Our study also has several advantages. First, our study population is an ideal sample to evaluate since young age-of-onset is an extreme phenotype that is likely enriched with rare variants; further supported by the fact that numerous familial aggregation studies implicate a greater genetic risk at younger ages. Another strength is that our exome samples were also genotyped on the Illumina 1 M Quad [Omni Quad] as part of our groups' participation in the GENEVA consortium 
, thereby allowing us to perform the combined exome and GWAS analyses as described. Of note, our GWAS data was rigorously evaluated by the GENEVA Data Cleaning Group (University of Washington, Seattle, WA) and the genotyping center, the Center for Inherited Disease Research (CIDR) (http://www.cidr.jhmi.edu/
- accessed 2011 July). Quality metrics include missing genotype call rates by sample and SNP, Hardy-Weinberg analysis, and detailed global and local population substructure analysis using principle components analysis 
In closing, our study evaluated a highly prevalent complex disease for which the genetic architecture remains uncertain.
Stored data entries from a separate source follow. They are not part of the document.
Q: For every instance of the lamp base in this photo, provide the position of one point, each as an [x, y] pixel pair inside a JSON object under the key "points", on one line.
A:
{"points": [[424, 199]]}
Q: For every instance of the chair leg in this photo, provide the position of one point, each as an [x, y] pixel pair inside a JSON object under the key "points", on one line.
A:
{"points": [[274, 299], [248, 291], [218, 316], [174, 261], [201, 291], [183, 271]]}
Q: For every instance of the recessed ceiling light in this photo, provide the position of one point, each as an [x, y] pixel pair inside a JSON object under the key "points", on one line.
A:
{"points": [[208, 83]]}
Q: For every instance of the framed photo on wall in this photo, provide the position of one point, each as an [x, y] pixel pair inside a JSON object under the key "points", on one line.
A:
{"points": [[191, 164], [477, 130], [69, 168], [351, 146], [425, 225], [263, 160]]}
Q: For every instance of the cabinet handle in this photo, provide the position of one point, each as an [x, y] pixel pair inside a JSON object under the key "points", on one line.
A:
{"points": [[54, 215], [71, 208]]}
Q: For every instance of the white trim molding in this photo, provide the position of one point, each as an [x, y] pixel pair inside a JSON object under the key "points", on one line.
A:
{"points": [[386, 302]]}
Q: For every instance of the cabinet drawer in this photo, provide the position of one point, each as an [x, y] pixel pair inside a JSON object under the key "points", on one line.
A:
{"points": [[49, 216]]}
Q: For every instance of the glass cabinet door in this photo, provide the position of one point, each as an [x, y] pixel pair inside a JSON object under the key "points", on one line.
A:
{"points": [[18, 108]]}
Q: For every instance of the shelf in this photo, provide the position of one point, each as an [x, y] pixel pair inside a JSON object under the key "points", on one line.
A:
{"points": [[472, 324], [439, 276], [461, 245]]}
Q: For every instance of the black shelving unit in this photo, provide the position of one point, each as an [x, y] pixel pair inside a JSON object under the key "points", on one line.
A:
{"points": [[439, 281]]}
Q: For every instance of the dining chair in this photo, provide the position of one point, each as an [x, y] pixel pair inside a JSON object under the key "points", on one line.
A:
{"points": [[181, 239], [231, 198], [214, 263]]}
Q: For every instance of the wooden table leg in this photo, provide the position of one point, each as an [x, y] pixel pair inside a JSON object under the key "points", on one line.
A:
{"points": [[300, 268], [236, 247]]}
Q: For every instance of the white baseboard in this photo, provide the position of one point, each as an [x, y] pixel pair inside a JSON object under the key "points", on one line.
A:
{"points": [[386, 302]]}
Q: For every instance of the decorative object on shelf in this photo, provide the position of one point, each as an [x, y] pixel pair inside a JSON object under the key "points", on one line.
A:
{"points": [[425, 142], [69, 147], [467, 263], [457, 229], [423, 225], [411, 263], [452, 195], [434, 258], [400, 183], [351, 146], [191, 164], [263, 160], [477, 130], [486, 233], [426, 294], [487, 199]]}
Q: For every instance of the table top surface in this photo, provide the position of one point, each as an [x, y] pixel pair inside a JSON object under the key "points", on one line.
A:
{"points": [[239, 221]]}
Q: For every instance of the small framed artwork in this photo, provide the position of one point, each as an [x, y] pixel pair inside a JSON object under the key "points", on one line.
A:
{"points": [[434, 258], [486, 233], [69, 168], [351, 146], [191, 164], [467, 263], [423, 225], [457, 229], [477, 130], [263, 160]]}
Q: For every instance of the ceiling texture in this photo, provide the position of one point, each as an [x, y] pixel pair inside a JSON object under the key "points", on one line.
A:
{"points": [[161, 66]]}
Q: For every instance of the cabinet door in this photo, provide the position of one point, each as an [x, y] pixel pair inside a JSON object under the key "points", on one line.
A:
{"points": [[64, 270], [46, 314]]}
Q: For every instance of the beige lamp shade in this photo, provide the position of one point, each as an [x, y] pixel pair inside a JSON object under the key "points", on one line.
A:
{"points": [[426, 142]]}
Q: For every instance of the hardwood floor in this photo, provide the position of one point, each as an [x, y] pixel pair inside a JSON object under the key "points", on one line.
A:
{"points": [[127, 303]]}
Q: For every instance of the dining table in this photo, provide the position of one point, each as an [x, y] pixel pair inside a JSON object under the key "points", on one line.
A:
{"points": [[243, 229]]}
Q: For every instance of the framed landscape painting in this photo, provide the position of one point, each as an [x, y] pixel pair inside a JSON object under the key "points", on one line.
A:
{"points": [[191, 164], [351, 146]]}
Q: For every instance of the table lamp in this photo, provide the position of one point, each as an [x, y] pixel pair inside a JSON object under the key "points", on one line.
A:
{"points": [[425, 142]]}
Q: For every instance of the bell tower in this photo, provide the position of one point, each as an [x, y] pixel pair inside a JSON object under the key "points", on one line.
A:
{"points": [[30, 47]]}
Prior and ongoing studies implementing genome-wide association techniques are only capable of identifying common variants associated with disease. The extent to which ischemic stroke is determined by rare or low frequency variants has not yet been explored. Our study demonstrates the feasibility of utilizing exome based techniques to address this important research gap by implementing several different analyses at the variant and gene levels. Our study also highlights several of the important considerations in this type of research, such as attaining a highly specific phenotype and utilizing an extreme phenotype that is likely enriched with rare variants; in our case young-onset subtype-specific stroke. One gene, CSN3, identified by screening our prior GWAS results for genes containing coding SNPs in lacunar stroke, was found to both contain an interesting coding polymorphism as well as excess rare variation in our exome data as compared with the other genes evaluated. Additional research will be required to determine if CSN3 variants are truly associated with ischemic stroke risk. Lastly, while rare coding variants may predispose to the risk of ischemic stroke, this fact has yet to be definitively proven. Our study demonstrates the complexities of such research and highlights that while exome data can be obtained, the optimal analytical methods have yet to be determined.